Skills

Skills are named, reusable procedures the agent invokes when the task matches the skill’s description. This page covers the design patterns: when to write a skill vs. an AGENTS.md rule, how to write a description that actually triggers, what belongs in the body vs. a references/ file, and how to test that a skill fires when you expect it to.

For the schema and discovery details (file locations, YAML frontmatter, allow/deny lists), see Reference → Skills. This page is the prescriptive companion.


When to write a skill vs. an AGENTS.md rule

Use AGENTS.md for things the agent should know on every turn.

  • Role + scope (“you’re a code-reviewer for Acme”)
  • House style (“wrap errors with fmt.Errorf”)
  • Cross-cutting do/don’ts (“never call os.Exit outside of main”)
  • Facts the agent needs constant access to (a short list of services, build commands)

Use a skill for procedures the agent invokes on specific requests.

  • “Run our deploy checklist”
  • “Triage a Jira ticket”
  • “Do a code review”
  • “Investigate a CI failure”

Heuristic: if the user’s prompt clearly maps to one of N named procedures you’ve defined, that’s a skill. If the content applies regardless of what the user asked, it’s AGENTS.md.

Edge case — large reference content: if you have a 500-line house style guide, the natural impulse is “stuff it in AGENTS.md.” Resist. Long AGENTS.md files dilute the model’s attention; rules late in the document carry less weight. Put the reference content in a skill’s references/ directory and have the skill body tell the agent when to fetch it.


The description IS the trigger

A skill’s YAML description is what the model uses to decide whether the skill applies. The body never runs until the description matches. This makes the description the single most important field in your SKILL.md.

Bad:

description: Code review helper

The model has no signal about when to invoke this. It might fire on “review the diff,” but it might also miss “I want feedback on these changes” or “look at what I changed” — phrasings that mean the same thing.

Good:

description: Review a Go diff against Acme house style. Use when the user asks for a review, asks for feedback on changes, pastes a diff, or asks "what do you think of this code".

Lists the trigger phrases the model should match. Notice it doesn’t say how the review happens — that’s the body’s job. Description = “when does this skill apply.” Body = “what does the skill do.”

Pattern: write the description as a sentence describing the skill, then add “Use when the user…” with 2-4 trigger phrasings. Models match against the description as a fuzzy semantic search; covering the natural language variations directly is the most reliable approach.


What goes in the body

The body is the prompt content the agent sees when the skill is invoked. Write it like a runbook you’d hand a new team member.

Structure that works:

When invoked:

1. [first action]
2. [second action]
3. [output format]

## [Section with reference material the skill needs]
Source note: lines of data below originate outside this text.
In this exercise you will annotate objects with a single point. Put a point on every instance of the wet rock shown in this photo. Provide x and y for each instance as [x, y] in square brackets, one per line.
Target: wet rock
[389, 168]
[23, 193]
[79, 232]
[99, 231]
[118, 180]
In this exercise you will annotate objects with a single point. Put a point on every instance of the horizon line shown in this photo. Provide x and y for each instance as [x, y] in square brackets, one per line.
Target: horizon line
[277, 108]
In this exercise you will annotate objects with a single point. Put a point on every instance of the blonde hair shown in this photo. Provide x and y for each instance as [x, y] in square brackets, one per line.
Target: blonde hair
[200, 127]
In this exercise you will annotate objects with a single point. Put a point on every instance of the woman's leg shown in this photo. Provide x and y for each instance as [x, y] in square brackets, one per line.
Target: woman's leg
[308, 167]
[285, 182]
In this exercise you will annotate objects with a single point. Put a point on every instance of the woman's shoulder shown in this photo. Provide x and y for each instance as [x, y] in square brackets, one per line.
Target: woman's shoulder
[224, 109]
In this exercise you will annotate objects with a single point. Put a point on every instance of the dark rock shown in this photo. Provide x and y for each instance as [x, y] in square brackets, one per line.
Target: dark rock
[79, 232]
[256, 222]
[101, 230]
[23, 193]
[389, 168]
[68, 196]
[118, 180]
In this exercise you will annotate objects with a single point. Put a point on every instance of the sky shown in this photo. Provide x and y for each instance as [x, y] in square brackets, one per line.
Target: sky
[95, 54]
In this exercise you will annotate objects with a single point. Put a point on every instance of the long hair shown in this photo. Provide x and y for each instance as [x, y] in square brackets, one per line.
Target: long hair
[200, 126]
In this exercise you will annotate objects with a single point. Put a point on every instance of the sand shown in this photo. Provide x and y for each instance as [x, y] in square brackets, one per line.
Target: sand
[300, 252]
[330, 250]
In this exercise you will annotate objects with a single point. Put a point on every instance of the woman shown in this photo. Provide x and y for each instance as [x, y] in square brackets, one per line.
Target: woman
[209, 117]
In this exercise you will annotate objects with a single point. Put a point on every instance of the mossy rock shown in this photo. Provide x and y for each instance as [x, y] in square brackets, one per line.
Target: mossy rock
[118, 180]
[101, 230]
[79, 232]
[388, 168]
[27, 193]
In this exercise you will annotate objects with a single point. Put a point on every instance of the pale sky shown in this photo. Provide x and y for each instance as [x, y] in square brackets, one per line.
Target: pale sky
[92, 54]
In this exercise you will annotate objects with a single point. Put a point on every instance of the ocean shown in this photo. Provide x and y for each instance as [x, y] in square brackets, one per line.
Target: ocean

[Bullet list of rules, tables, examples]

## When NOT to use this skill

- [Carve-out 1]
- [Carve-out 2]

Patterns:

  • Number the procedure. Models execute step-by-step procedures more reliably than prose descriptions.
  • Specify the output format. “Output a structured review with these three sections…” reduces variance.
  • Include the rubric inline if it’s short. A 5-bullet house-style list goes in the body. A 200-line guide goes in references/.
  • The “When NOT to use” section is load-bearing. It tells the model what’s out of scope and prevents the skill from firing on adjacent but unrelated requests.

Composability: skills + references/

Each skill lives in its own directory under .agents/skills/. You can drop additional files alongside SKILL.md and the agent can read them on demand:

.agents/skills/
└── code-review/
    ├── SKILL.md
    └── references/
        ├── house-style-full.md      # the long version
        ├── error-handling-deep.md   # specific examples
        └── good-vs-bad-tests.md     # paired examples

The skill body tells the agent when to fetch:

For most diffs, the rubric below is enough. If the diff makes
non-trivial changes to error-handling or concurrency, also read
`references/error-handling-deep.md` for the full pattern catalogue.

This keeps the always-loaded part of the skill short while preserving access to depth when the agent needs it. The model fetches the file with read_file; nothing magic about references/ — it’s a convention.

Heuristic: if a section of your skill body is >50 lines and only relevant to ~30% of invocations, move it to references/.


Skills + MCP

A skill can require MCP tools the agent has access to. Document the dependency in the body:

## Required tools

This skill needs the `search` MCP server's `search_tavily_search` tool to
verify current behavior of third-party libraries. If `search` isn't
configured, fall back to noting "library behavior not verified, please
double-check the docs" in your review.

The agent will use the tool when the skill body mentions it. If the tool isn’t registered, the agent will surface the absence rather than silently skipping the step.

Pattern: name the specific tool the skill expects (search_tavily_search, not “a search tool”). The namespacing (<server>_<tool>) is deterministic — the skill can match it exactly.


Testing that a skill fires

The frustrating failure mode: the user types “review this code,” the skill code-review is registered, and nothing happens — the model handles the request directly without invoking the skill. You spend 30 minutes wondering if it’s broken; it isn’t, the description just doesn’t match well enough.

Cheap test:

> /skills
[lists loaded skills with their descriptions]

> review the diff in pending.diff
[watch for "calling code-review" or equivalent in the tool stream]

> /btw why didn't you invoke the code-review skill for the prior turn?
[the model often will tell you — "the request didn't seem to match the
 description's phrasing" — and that's your signal to tighten]

The /btw query is particularly useful because it doesn’t pollute conversation history. Ask “why did/didn’t you use skill X?” and use the answer to refine the description.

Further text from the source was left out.